Suppose the basis vectors of \(U\) described in Theorem Theorem 1.6.12 form an orthonormal set, and in acknowledgment we denote the matrix with these vectors as columns by \(Q\text{.}\) Then the projector simplifies to \(P=Q\inverse{\left(\adjoint{Q}Q\right)}\adjoint{Q}=Q\adjoint{Q}.\) The other interesting special case is when \(U\) is 1-dimensional (a “line”). Then \(\adjoint{A}A\) is just the square of the norm of the lone basis vector. With this scalar moved out of the way, the remaining computation, \(A\adjoint{A}\text{,}\) is an outer product that results in a rank \(1\) matrix (as we would expect).

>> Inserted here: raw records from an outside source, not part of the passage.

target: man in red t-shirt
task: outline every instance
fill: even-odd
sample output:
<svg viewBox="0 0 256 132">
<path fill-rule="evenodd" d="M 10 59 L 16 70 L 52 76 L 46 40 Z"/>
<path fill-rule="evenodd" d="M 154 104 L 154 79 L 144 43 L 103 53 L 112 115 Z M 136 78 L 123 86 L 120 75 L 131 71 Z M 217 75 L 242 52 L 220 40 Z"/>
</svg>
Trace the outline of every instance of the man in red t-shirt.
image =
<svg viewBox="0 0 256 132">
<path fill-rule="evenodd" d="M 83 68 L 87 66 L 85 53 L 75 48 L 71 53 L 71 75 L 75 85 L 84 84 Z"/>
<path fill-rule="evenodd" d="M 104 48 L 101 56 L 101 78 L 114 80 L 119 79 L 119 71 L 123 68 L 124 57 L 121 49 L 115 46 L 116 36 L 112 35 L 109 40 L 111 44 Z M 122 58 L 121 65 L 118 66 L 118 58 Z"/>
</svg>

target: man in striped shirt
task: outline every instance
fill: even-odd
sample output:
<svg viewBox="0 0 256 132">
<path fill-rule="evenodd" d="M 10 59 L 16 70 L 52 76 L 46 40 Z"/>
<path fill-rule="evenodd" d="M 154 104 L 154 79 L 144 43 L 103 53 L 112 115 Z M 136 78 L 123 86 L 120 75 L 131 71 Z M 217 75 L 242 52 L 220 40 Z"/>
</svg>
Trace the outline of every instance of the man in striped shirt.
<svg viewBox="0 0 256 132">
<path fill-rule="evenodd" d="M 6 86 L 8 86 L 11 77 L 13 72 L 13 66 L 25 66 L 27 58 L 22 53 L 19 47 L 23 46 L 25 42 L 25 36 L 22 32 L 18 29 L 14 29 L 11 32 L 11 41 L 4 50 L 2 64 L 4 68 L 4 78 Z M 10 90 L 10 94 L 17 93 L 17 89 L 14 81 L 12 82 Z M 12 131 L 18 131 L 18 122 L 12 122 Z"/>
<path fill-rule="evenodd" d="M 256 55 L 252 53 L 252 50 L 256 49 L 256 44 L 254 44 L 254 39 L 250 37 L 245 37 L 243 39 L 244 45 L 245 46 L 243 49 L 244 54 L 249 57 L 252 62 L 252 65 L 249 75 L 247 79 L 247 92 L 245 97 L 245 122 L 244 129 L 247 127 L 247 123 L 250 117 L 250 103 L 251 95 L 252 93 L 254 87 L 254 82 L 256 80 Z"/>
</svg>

Construct the orthogonal projector onto the line spanned by

\begin{equation*} \vect{v}=\colvector{4\\2\\1\\10}. \end{equation*}

Illustrate its use by projecting some vector not on the line, and verifying that the difference between the vector and its projection is orthogonal to the line.

Construct the orthogonal projector onto the subspace

\begin{equation*} U=\spn{\set{\colvector{1\\1\\1\\1}, \colvector{4\\2\\2\\5}}}. \end{equation*}

Illustrate its use by projecting some vector not in the subspace, and verifying that the difference between the vector and its projection is orthogonal to the line.

Redo Exercise Checkpoint 1.6.15 but first convert the basis for \(U\) to an orthonormal basis via the Gram-Schmidt process Theorem GSP and then use the simpler construction applicable to the case of an orthonormal basis.